Наконец, седьмого января 1862 года Тургенев все-таки получает знаменитое письмо с извинениями, которое Давыдов до сих пор не удосужился передать. Тут же он обращается к Фету:

«Я сегодня только получил письмо, посланное им (Толстым) в сентябре через книжный магазин Давыдова (хороша исправность купцов русских!) – ко мне. В этом письме он говорит о своем намерении оскорбить меня, извиняется и т. д. А я почти в то самое время, вследствие других сплетен, о которых я, кажется, писал вам, посылал ему вызов и т. д. Из всего этого должно вывести заключение, что наши созвездия решительно враждебно двигаются в эфире, и потому нам лучше всего, как он сам предлагает, избегать свидания. Но вы можете написать ему или сказать (если вы увидите), что я (без всяких фраз и каламбуров) издали его очень люблю, уважаю и с участием слежу за его судьбой, но что вблизи все принимает другой оборот. Что делать! нам следует жить, как будто мы существуем на различных планетах или в различных столетиях».

Последовавшие за этим семнадцать лет Тургенев и Толстой не встречались и не переписывались. Ссора с Фетом, наоборот, скоро была забыта – в январе 1862 года, встретив поэта в одном из московских театров, Лев подошел к нему, заглянул в глаза, пожал руку и сказал, что не может на него сердиться.

Когда Толстой вновь мысленно возвращался к происшедшему, оно казалось ему одновременно и кошмаром, и каким-то цирковым аттракционом: то он сам требовал извинений, а получив, сожалел, что просил их, то Тургенев, признав свои ошибки, вдруг чувствовал себя оскорбленным и настаивал на дуэли – как в плохо согласованном номере, они оказывались верхом и спешивались невпопад, письма не доходили вовремя, неловкие попытки общих друзей вносили еще большую сумятицу. К черту литераторов! Хорошо только среди мужиков! Ведь, в конце концов, только ради них он вернулся в Россию и даже в разгар ссоры с Тургеневым не переставал заниматься ими.

Указ об отмене крепостного права совершенно не изменил деревенских жителей – те же лохмотья, грубые лица, униженная покорность.
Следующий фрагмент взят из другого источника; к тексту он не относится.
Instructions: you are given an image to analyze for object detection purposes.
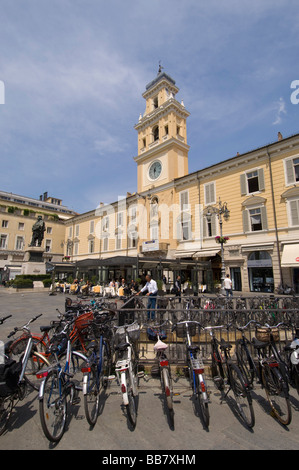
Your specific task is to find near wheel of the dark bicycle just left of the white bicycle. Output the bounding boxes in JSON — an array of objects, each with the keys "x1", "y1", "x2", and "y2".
[{"x1": 83, "y1": 364, "x2": 100, "y2": 426}]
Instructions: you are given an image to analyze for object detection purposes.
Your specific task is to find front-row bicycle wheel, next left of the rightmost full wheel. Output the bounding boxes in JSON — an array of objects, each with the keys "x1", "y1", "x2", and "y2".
[{"x1": 229, "y1": 364, "x2": 255, "y2": 428}]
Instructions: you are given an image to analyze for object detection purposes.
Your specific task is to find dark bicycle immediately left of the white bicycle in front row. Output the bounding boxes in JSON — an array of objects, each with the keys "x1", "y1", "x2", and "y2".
[{"x1": 82, "y1": 314, "x2": 114, "y2": 426}]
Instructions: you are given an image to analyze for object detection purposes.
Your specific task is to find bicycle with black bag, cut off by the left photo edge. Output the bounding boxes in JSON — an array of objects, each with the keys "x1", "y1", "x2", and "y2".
[{"x1": 0, "y1": 315, "x2": 49, "y2": 436}]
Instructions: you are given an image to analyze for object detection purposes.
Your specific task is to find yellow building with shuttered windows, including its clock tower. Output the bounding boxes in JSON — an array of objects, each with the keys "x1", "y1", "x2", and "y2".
[{"x1": 64, "y1": 71, "x2": 299, "y2": 292}]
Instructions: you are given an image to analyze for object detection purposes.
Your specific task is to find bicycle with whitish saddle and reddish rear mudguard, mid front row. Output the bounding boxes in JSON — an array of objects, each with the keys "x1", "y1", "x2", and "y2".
[{"x1": 144, "y1": 320, "x2": 174, "y2": 428}]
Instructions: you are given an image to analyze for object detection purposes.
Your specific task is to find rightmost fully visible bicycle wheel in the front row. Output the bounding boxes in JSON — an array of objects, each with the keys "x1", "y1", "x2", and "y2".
[{"x1": 262, "y1": 364, "x2": 292, "y2": 426}]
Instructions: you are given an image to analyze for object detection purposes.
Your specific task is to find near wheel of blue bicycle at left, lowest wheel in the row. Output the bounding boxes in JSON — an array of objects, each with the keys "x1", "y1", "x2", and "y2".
[{"x1": 39, "y1": 371, "x2": 67, "y2": 442}]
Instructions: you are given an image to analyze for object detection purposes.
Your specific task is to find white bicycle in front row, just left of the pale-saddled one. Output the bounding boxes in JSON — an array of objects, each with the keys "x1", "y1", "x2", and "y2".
[{"x1": 114, "y1": 322, "x2": 140, "y2": 428}]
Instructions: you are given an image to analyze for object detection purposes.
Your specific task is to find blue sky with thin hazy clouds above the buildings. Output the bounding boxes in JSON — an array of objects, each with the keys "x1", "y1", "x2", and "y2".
[{"x1": 0, "y1": 0, "x2": 299, "y2": 212}]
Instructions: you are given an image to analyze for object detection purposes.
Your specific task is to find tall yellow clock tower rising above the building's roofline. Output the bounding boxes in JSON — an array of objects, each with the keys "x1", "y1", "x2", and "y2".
[{"x1": 134, "y1": 67, "x2": 190, "y2": 193}]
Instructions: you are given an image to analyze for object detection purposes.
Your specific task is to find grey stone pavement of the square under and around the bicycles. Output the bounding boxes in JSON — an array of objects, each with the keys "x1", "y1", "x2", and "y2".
[{"x1": 0, "y1": 290, "x2": 299, "y2": 454}]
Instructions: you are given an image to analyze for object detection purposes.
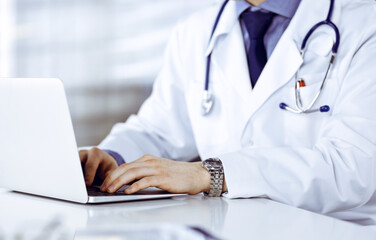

Приехав в Ясную в мае 1861 года, хозяин немедленно собрал своих крестьян, чтобы попытаться объяснить им положения манифеста. Желая показать себя широко, как никто другой, мыслящим человеком, даровал им тот максимум земель, что предполагался для Тульской губернии, то есть три десятины на человека. Сам остался владельцем 628,6 десятины в Ясной Поляне и 48,15 в деревне Грецовке. Были крестьяне благодарны ему за это? Вряд ли, поскольку землю, которую возделывали из поколения в поколение, давно считали своей, а потому, казалось, барин пытается подарить им то, чем они давно владеют. Единственное, за что можно было быть ему признательными, – он не обворовывал их, как большинство окрестных владельцев.